I’ve read your introduction for an ANOVA test. Pardon me for another question. Five groups of raw data do not meet either the the normality assumption or homogeneity of variance test (their p value are all equal zero). However, the sample sizes are equal, with each group containing 5000 samples. Under this situation, an ANOVA test is OK?

Thanks a lot!

Thanks Charles.

Since the null hypothesis for KS is that they are not normally distributed, which means they are significantly different from each other. If I just want to compare several figures, for example, 1.31, 1.24, 1.56, 1.67, 1.45, to find out whether they are significantly different from each other, only an one-sample KS test is OK?

Hi,

I am trying to figure out how to use the K-S Test to evaluate the plausible randomness (or lack thereof) of a binary Heads-Tails sequence with n=200. It seems this should be possible with a minor tweak to what you present in these pages.
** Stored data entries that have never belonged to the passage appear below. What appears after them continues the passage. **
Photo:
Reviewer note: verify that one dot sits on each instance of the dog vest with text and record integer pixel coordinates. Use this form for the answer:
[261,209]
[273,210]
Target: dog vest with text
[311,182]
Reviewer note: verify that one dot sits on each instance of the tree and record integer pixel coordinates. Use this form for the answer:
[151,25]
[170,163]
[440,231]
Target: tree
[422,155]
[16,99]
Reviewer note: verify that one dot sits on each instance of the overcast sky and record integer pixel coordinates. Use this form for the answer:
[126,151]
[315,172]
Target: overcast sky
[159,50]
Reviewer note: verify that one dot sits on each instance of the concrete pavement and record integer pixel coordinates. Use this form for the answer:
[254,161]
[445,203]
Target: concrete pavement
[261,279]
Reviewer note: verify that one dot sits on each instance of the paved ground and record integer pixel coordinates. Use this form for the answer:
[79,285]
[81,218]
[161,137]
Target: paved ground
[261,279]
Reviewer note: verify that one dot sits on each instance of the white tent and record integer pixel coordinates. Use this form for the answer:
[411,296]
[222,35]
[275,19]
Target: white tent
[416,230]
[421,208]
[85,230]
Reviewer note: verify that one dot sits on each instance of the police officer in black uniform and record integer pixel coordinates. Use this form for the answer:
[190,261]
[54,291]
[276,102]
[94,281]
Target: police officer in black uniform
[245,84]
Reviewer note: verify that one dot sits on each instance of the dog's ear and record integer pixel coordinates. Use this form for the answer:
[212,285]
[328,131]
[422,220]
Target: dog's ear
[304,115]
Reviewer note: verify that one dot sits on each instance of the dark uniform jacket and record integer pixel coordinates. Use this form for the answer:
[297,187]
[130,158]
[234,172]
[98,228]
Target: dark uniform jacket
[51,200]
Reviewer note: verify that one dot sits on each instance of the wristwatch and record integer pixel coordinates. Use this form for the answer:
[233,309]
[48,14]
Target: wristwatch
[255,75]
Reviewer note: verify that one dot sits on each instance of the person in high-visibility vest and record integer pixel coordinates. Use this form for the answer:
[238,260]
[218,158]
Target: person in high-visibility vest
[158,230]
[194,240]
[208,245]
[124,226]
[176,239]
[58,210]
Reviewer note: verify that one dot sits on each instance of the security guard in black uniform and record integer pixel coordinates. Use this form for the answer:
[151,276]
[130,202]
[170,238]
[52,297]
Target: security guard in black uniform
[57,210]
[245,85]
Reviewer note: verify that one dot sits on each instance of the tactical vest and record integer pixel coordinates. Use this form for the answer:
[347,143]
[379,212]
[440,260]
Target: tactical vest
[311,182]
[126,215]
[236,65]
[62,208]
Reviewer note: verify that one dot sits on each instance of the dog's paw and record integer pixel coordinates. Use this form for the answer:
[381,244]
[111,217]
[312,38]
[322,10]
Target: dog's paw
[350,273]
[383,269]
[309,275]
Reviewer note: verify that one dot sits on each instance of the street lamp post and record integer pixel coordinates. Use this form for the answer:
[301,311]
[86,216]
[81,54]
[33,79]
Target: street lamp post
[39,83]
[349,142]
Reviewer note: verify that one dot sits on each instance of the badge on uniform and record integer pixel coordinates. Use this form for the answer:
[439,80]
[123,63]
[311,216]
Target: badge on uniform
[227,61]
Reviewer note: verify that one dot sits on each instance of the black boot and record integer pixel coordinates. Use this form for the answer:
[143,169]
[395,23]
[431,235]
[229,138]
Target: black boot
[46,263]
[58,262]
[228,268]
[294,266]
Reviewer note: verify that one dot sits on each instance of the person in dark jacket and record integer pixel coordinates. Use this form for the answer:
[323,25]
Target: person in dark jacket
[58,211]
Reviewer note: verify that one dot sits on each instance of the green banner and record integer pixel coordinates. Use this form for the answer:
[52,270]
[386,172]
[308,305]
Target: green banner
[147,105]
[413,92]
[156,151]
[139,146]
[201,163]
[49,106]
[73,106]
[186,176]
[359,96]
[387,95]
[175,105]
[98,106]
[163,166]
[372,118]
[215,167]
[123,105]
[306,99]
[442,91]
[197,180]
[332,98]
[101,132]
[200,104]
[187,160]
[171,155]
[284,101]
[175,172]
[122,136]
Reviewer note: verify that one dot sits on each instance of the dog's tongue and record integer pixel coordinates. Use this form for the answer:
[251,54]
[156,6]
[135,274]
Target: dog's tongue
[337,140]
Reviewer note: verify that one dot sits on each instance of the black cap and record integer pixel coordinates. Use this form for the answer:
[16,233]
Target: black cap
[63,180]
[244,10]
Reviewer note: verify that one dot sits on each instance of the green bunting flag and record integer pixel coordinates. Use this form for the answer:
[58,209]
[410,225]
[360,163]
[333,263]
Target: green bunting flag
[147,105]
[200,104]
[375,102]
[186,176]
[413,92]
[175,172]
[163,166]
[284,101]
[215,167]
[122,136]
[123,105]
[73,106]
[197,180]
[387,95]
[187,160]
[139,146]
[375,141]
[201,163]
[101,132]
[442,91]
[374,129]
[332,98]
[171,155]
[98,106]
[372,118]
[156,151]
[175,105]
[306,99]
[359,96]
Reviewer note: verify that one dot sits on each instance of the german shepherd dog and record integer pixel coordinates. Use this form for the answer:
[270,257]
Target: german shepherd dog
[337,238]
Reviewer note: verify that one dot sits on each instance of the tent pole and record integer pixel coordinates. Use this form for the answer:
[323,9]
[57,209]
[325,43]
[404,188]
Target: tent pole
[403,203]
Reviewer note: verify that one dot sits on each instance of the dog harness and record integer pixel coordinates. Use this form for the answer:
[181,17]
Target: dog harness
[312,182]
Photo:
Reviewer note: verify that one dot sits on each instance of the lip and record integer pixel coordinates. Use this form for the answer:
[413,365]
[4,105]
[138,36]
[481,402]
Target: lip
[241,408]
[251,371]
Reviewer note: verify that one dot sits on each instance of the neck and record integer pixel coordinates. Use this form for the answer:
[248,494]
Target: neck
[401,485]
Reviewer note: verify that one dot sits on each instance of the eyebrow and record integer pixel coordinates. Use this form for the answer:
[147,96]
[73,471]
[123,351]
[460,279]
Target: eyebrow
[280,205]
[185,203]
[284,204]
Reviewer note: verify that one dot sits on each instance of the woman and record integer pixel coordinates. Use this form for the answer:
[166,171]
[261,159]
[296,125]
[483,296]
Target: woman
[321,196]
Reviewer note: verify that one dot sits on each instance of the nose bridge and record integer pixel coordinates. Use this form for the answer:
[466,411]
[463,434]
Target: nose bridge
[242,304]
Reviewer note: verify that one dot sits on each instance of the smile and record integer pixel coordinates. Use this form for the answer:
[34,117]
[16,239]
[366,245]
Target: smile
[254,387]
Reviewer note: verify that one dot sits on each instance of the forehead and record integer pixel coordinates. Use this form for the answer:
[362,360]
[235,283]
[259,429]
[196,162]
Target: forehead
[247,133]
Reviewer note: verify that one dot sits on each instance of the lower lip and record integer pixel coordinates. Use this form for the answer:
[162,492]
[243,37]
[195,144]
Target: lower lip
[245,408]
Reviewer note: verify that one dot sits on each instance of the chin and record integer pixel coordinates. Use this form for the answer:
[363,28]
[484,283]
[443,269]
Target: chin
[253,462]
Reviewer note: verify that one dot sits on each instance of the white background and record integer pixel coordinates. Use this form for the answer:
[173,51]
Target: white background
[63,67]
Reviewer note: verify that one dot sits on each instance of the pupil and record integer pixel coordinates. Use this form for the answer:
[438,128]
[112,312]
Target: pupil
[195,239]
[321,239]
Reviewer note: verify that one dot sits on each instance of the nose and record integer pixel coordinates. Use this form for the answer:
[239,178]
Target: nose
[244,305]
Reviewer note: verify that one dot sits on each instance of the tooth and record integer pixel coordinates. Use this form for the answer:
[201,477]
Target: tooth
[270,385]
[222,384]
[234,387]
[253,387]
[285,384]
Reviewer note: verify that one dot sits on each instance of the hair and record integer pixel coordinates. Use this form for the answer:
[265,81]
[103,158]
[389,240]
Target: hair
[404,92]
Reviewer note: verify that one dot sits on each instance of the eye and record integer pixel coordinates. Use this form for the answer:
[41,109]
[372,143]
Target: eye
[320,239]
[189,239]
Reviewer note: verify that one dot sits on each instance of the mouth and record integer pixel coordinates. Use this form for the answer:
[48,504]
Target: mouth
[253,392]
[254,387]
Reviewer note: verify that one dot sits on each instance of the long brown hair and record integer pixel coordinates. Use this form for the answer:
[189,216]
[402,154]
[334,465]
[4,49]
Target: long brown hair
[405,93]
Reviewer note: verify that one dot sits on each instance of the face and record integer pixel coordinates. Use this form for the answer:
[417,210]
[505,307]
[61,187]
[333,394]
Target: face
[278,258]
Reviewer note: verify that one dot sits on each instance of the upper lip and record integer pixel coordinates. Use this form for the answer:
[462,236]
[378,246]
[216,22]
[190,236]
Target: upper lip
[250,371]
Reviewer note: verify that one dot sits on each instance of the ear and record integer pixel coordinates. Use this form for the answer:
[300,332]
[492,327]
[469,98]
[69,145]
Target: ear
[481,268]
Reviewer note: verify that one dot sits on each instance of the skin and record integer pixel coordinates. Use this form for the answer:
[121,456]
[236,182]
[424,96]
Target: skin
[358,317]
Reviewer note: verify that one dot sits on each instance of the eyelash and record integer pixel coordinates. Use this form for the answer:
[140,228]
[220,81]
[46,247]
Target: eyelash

Could you point me in the right direction?

Thanks,

Robert

Robert,

As described on the referenced webpage, the KS test can be used to determine whether a sample fits a particular distribution. For the case you have identified this distribution is a uniform distribution with endpoints 0 and 1.

Charles

Before doing one way ANOVA test, should we check the nomarlity of the population where the data were collected from by one sample KS, or check the normality of the the data itself by KS? In brief, should we do one sample KS or KS before we do one way ANOVA test???

Thanks for your reply. This question has bothered me for quite a long time.

The answer is yes. You should check normality before doing an ANOVA. However, note that ANOVA is pretty robust to violations of normality, provided the data is reasonably symmetric and the group samples are equal in size.

I provide a number of tests for normality on the website, and so I suggest you take a look at the webpage Testing for Normality and Symmetry. In particular, I would use either the Lilliefors test (which is related to the KS test) or the Shapiro-Wilk test for normality.

Charles

Thanks Charles

I spend a few hours to get Real Statistics Resource Pack to work on Excel 2007 dutch version

Hi Charles,

Nice article

I can’t find the function =KSCRIT(B21,0.05) in Excel.

I am using Excel 2007

Greetings

Afke

Afke,

KSCRIT is not a standard Excel function. You need to install the Real Statistics Resource Pack to use it.

Charles

Hi sir , why is two table for critical value of D (k-s test) , that in one table (α=0.05) and (n=25) ———–> D = 0.180 and in other table (α=0.05) and (n=25) D = 0.264 ????!!!!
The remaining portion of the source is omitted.